Un cuore amorevole ama sempre, anche se non si sente amato.

Il paradosso della morale
Le paradoxe de la morale, 1981

Il motto dell'amore è: mai abbastanza, mai troppo, sempre di più!

La lontana presenza
La présence lointaine, 1983

La musica è un fascino, fascino nostalgico come è sempre il fascino.

Chi sono io?
Qui suis-je?, 1986

La ragione dell'amore è l'amore; la ragione dell'amore è che amiamo.
[La raison de l'amour, c'est l'amour ; la raison de l'amour, c'est qu'on aime].

Pensare la morte?
Penser la mort?, 1994 (postumo)

La filosofia è questo: fare cose non particolarmente utili.

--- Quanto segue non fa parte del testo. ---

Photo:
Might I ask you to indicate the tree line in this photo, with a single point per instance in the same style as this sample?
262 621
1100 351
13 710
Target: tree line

È inutile far troppe speculazioni, meditare sul senso dell'esistenza in generale o della mia in particolare – perché questo senso non lo troverò mai.

La morte è questo: la completa uguaglianza degli ineguali.

Morire è la condizione stessa dell'esistenza. In ciò mi rifaccio a tutti coloro che hanno detto che è la morte a dar senso alla vita, proprio sottraendole tale senso. Essa è il non-senso che dà un senso negando questo senso.

Ogni decisione che uno prende – per quanto riflessivo e filosofo sia – è sempre istantanea, relativa al momento della giornata, allo stato in cui si è quando viene presa ecc.

"So che morirò, ma non ci credo" – dice Jacques Madaule. Lo so, ma non ne sono intimamente persuaso. Se ne fossi persuaso, completamente certo, non potrei più vivere.